When originally built, the wastewater system included a bar screen, Hammons said. But it constantly required work and employees eventually removed it, he said.

Given advances in technology, Hammons expects the new bar screen will save the community on future wear and tear costs.

“It’s going to be right at the headworks, where the inflow comes in,” he said “We’re able to clean it there and we’re able to save our pumps, because [trash] goes all the way through our system. It has the chance to plug up pumps all the way through the system.”

Though the debris cluttering the wastewater system represents an ongoing problem, Hammons said the city has never mounted a public awareness campaign designed to discourage residents from discarding the wrong items into the system.
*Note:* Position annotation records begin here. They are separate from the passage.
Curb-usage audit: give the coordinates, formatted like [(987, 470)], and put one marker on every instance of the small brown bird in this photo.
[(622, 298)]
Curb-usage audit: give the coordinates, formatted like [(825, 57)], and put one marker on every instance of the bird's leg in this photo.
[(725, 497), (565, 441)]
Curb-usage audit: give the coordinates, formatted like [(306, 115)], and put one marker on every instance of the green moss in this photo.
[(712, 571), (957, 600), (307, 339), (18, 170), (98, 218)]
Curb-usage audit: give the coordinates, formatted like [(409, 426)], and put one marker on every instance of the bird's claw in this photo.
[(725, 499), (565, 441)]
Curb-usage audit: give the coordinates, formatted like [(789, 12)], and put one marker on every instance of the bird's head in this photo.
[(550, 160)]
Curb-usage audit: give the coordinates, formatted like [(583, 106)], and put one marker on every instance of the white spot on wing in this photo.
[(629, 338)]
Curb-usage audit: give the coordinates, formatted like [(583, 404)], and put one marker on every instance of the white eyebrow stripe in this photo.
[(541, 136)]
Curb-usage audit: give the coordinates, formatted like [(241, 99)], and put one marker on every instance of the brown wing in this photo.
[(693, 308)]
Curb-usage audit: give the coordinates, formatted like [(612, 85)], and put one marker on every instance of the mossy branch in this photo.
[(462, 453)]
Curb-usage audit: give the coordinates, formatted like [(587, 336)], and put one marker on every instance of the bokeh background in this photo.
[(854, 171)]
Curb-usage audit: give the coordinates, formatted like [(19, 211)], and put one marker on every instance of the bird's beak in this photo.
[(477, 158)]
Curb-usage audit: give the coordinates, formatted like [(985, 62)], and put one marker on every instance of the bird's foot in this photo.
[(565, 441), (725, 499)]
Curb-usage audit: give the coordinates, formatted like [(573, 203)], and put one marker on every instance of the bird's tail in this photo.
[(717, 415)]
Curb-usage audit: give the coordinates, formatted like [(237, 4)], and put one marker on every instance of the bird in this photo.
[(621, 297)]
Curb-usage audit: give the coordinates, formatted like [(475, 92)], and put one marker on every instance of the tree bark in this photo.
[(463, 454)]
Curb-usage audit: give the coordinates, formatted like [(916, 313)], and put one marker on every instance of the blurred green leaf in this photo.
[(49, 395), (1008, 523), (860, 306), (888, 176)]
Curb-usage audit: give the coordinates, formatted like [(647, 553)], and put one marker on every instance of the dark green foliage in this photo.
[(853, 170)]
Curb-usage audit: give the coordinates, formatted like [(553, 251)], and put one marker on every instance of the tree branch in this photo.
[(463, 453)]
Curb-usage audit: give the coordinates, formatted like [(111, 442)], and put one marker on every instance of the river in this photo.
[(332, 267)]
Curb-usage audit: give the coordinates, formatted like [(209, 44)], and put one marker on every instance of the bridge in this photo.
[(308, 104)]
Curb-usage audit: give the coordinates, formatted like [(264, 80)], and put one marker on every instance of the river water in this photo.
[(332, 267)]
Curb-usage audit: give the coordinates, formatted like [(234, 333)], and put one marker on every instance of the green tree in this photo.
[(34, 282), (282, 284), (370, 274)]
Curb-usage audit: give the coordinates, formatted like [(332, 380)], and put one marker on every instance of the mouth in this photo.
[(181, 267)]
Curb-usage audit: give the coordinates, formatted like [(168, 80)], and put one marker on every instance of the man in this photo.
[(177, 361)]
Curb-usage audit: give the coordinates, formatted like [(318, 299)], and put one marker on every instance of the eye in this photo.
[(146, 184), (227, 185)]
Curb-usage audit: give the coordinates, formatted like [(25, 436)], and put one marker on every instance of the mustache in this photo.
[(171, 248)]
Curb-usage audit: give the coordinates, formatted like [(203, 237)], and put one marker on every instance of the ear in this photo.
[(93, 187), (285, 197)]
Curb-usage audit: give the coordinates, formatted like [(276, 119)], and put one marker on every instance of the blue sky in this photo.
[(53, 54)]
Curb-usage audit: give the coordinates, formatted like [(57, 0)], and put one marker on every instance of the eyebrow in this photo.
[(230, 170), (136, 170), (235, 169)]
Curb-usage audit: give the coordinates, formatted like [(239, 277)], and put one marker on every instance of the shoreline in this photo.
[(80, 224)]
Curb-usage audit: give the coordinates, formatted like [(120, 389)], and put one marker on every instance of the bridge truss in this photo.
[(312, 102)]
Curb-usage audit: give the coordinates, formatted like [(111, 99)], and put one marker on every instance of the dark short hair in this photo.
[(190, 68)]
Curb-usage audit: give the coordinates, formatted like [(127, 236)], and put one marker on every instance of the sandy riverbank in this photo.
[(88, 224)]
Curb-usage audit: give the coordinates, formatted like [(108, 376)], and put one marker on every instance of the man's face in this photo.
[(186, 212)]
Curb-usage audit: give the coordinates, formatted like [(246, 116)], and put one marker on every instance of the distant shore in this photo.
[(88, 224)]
Usually, officials reach out to offenders if and when they can determine where the refuse originates.

Medical gloves, for instance, likely come from the health department, local clinics or the hospital. Hammons said that restaurants disposing grease into the system also has caused headaches.

“If we get five-gallon buckets of gloves and rags … we know these came from you,’ he said, admitting an informational campaign might prove useful.

“We’ve found false teeth — you just never know what you’re going to find in the sewer,” Hammons said.

Mayor Brent Teske, speaking before the city council on Feb. 18, predicted the bar screen would prevent future headaches.

“It’s going to take out a lot of problems in the plant at the beginning — the hair and waste and whatnot,” he said.

The $478,000 comes out of a pot of about $21.5 million the state legislature set aside for infrastructure improvements. In a letter sent to City Hall announcing the award of the grant, Gov. Steve Bullock wrote that the state received 191 applications totaling nearly $83 million.

The grant Libby received does not require matching dollars, Hammons said. But future grants might, he warned, which was part of the reason officials sought to raise sewer rates. A portion of the revenue will get set aside for grants that require local matches.

“There is a whole list of items needing to be addressed down there,” Hammons said. “The collection system, our mains — there is a lot of main work that needs to be taken care of. Our sewer was going in the wrong direction in terms of financing. We had to do something. We had to raise rates. Nobody likes it.”